For reference I use MX Linux with Systemd enabled.
I’m pretty new to Linux and have been running this for around a month. Everything was perfectly fine until yesterday (7th) when, on booting, I saw a glimpse of the logon screen for a second and was then taken to a black screen with some white text that read “[7.300130]”. Searching for this number doesn’t bring up anything.
Eventually I found that I could get into a terminal here by pressing ALT+F1. I also found a lot of people suggesting that if you get past grub and then have a very similar problem (blank screen, flashing cursor rather than a number) then it could be graphics drivers so I uninstalled and reinstalled them to no avail.
Somewhat embarrassingly, the eventual solution was very simple. After I opened the terminal with ALT+F1 I could get back to the GUI with ALT+SHIFT+F7 and… everything was fine.
Still though, whenever I boot now, I get a glimpse of the logon page, then the black screen with the number, and then doing the shortcuts above gets me back to the logon screen and after that everything is normal.
My first instinct is to say some update on the 6th must have caused this. I have checked /var/log/apt/history.log
and I did run apt upgrade
on the 6th but the only update was to mx-welcome
which I don’t think is relevant.
Although it’s only a minor nuisance I would like to not have to do this every time I boot. Any idea what this is?
That’s the time stamp for that part of the boot process in seconds. There will be (should be…) text on the line to say what it was doing at the time.

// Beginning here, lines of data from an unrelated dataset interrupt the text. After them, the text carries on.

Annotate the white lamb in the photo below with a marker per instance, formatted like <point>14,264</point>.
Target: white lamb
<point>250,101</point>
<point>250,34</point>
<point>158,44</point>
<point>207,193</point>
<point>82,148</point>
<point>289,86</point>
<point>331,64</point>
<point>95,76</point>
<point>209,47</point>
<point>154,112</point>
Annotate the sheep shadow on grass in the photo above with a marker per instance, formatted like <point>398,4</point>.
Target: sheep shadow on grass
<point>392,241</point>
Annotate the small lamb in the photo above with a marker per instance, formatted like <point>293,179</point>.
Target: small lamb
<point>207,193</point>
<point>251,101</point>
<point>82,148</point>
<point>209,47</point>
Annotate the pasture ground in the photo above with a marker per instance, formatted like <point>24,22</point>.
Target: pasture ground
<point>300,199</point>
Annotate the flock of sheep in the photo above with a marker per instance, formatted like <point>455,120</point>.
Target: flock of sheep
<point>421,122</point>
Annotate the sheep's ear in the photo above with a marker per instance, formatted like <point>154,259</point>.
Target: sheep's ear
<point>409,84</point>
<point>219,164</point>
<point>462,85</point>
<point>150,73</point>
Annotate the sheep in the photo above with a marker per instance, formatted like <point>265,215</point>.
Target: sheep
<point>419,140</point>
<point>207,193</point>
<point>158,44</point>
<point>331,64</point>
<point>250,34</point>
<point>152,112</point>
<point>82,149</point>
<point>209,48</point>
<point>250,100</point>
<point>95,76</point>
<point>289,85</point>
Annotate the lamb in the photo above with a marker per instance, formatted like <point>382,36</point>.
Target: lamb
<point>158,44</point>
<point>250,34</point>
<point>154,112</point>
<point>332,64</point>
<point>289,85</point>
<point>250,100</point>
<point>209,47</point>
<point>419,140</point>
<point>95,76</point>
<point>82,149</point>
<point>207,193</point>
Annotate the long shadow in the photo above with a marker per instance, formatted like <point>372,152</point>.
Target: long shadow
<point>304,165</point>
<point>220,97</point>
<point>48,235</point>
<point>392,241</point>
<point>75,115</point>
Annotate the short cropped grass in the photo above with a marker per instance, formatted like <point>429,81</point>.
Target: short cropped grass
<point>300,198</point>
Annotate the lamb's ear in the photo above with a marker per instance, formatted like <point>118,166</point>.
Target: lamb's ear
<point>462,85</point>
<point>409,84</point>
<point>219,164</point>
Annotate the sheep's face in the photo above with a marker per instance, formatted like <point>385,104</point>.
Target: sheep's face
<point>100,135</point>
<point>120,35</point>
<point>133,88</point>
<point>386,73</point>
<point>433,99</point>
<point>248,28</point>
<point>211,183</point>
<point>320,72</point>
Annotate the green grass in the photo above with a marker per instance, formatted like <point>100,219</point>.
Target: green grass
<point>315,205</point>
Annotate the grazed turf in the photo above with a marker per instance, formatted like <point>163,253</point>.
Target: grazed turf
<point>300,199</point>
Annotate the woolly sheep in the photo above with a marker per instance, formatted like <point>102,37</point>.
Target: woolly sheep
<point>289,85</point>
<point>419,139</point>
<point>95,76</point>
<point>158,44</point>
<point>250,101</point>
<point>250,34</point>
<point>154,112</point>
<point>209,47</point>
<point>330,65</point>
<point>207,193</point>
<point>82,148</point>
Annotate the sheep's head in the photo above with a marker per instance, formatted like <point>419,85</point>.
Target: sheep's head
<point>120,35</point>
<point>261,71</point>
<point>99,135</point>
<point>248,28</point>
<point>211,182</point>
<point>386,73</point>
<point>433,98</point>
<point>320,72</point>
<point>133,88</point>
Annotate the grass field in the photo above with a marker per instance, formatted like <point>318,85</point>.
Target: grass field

Back in the day you could actually see the text but these days it flashes past so quickly that the timestamps are, IMHO, less useful.
That explains why it’s useless as a code, thank you!
Any thoughts on why I’m being presented with the logon screen and then being given a timestamp after it has loaded?
I have never worked that out - it’s probably to do with display modes/buffers being swapped around whilst the machine starts up.
Back in the day it was text only but these days you have systemd starting up all sorts of stuff and boot managers doing likewise… And something in the mess is either not clearing something or reusing something that it shouldn’t.